In one example, Mohtadi said that while it is recognized in the Iranian constitution that ethnic minorities have the right to study a language other than Persian, it is not actually allowed. Aside language rights, Mohtadi also provided an example of religion.
While Mohtadi said it wasn’t entirely an issue of Sunnis versus Shiites, he said discrimination did exist.
When asked if the ultimate goal for Iranian Kurds was a bigger Kurdish state, Mohtadi disagreed. He said federalism in his opinion was the only way to achieve a united Iran.
“The fact is that along with Persian speaking people, we have five different ethnic groups or nationalities in Iran who have their own mother tongue, their own culture, and they live on their own land.
“I think we can reach a kind of compromise on regional federalism, which at the same time is more or less federalism on the basis of different nationalities.”
According to Mohtadi, it is in the interest of the Arab world and Turkey to support the Iranian democratic movement, in particular the Kurdish movement and other elements, as well as improve neighborly ties.
“Don't you think it is more reasonable for us to seek our allies, among our immediate neighbors, the peoples whom we share common cultures and religious beliefs with. We have lived with Iranian, Arabs and Turks for centuries, and in fact with Iranians for thousands of years.
“And so it is better, more reasonable for us, to seek allies among them but at the same time I must stress that we are not shouting aggressive slogans at groups of people or trying to annihilate them. We want to have good friendly relationships with all regional countries in the Middle East,” he said.
Financial support is another reason for Kurdish Iran to look to its neighbors, with Mohtadi adding that the party does not seek international, specifically Western, intervention.
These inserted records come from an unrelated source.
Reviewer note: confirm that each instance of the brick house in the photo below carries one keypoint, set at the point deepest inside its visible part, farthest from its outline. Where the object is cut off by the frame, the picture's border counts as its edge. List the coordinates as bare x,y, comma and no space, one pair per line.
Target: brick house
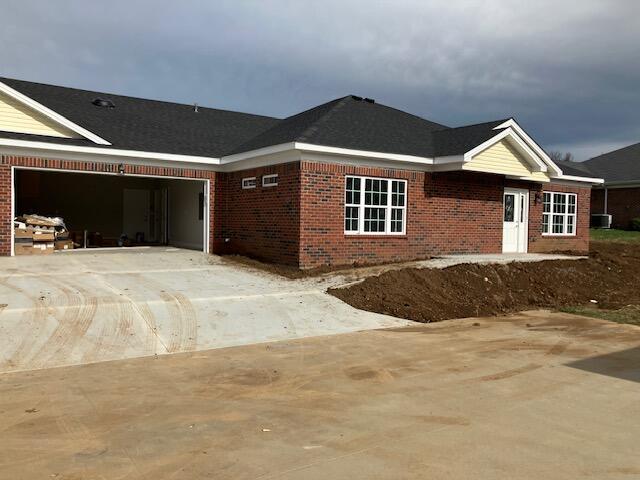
347,181
619,196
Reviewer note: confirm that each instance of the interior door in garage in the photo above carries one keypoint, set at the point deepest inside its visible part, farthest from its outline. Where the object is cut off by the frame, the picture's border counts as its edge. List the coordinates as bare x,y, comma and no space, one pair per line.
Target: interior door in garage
136,205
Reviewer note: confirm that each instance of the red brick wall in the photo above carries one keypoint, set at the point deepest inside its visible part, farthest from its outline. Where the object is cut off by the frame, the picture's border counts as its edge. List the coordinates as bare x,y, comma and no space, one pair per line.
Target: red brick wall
6,161
300,221
622,203
262,222
446,213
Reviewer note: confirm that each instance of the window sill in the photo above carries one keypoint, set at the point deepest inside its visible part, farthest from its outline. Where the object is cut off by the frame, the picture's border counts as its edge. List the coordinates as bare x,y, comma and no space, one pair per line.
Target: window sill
373,235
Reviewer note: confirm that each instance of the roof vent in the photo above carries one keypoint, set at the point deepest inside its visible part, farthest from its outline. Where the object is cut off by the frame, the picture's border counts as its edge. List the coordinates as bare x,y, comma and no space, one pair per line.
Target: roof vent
104,102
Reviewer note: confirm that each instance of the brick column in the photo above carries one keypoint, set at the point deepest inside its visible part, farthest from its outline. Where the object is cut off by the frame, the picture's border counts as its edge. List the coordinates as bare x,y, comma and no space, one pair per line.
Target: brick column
6,222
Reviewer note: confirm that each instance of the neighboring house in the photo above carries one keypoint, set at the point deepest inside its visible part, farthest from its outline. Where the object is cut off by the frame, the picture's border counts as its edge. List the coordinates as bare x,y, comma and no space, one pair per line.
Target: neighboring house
347,181
620,194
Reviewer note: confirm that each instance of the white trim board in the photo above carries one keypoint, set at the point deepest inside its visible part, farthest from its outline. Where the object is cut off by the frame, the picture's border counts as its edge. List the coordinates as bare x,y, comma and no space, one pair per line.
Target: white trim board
277,154
50,114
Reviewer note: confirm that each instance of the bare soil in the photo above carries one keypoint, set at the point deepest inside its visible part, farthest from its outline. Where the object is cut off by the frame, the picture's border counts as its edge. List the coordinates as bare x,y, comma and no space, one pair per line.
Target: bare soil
609,279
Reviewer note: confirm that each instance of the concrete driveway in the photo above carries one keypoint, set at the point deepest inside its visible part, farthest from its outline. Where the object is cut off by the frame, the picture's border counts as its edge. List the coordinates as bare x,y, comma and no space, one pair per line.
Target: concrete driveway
533,396
88,306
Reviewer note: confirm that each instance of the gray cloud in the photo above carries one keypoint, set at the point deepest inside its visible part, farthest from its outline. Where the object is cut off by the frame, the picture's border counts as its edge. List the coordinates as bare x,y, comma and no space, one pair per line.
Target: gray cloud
568,71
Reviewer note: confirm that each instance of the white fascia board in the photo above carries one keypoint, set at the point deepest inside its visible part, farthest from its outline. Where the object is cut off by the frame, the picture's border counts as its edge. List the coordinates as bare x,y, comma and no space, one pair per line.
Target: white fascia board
520,145
236,157
622,184
307,147
451,166
104,152
511,123
573,178
47,112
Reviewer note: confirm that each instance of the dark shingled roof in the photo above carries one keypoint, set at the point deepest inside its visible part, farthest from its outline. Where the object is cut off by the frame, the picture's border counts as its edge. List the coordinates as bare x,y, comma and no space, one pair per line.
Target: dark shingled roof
622,165
149,125
351,122
577,169
454,141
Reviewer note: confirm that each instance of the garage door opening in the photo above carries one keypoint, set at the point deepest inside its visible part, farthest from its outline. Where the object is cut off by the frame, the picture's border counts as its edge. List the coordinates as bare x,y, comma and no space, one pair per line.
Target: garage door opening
102,211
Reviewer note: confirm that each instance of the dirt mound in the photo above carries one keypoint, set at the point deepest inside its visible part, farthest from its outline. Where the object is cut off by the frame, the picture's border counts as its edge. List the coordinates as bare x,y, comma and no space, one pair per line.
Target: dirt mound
611,276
“We think that the change in Iran must come from within but it is very important that the international community and regional countries support the Iranian movement, the movement of Kurds, Arabs, and Baluchis and everyone for change in Iran. So what we ask is the support of the international community, political support, media support, and so on, but not military intervention,” he said.
Mohtadi concluded that the pursuit in fulfilling goals for the Kurdish people surpasses the conflicts the Iranian regime has with the rest of the international community.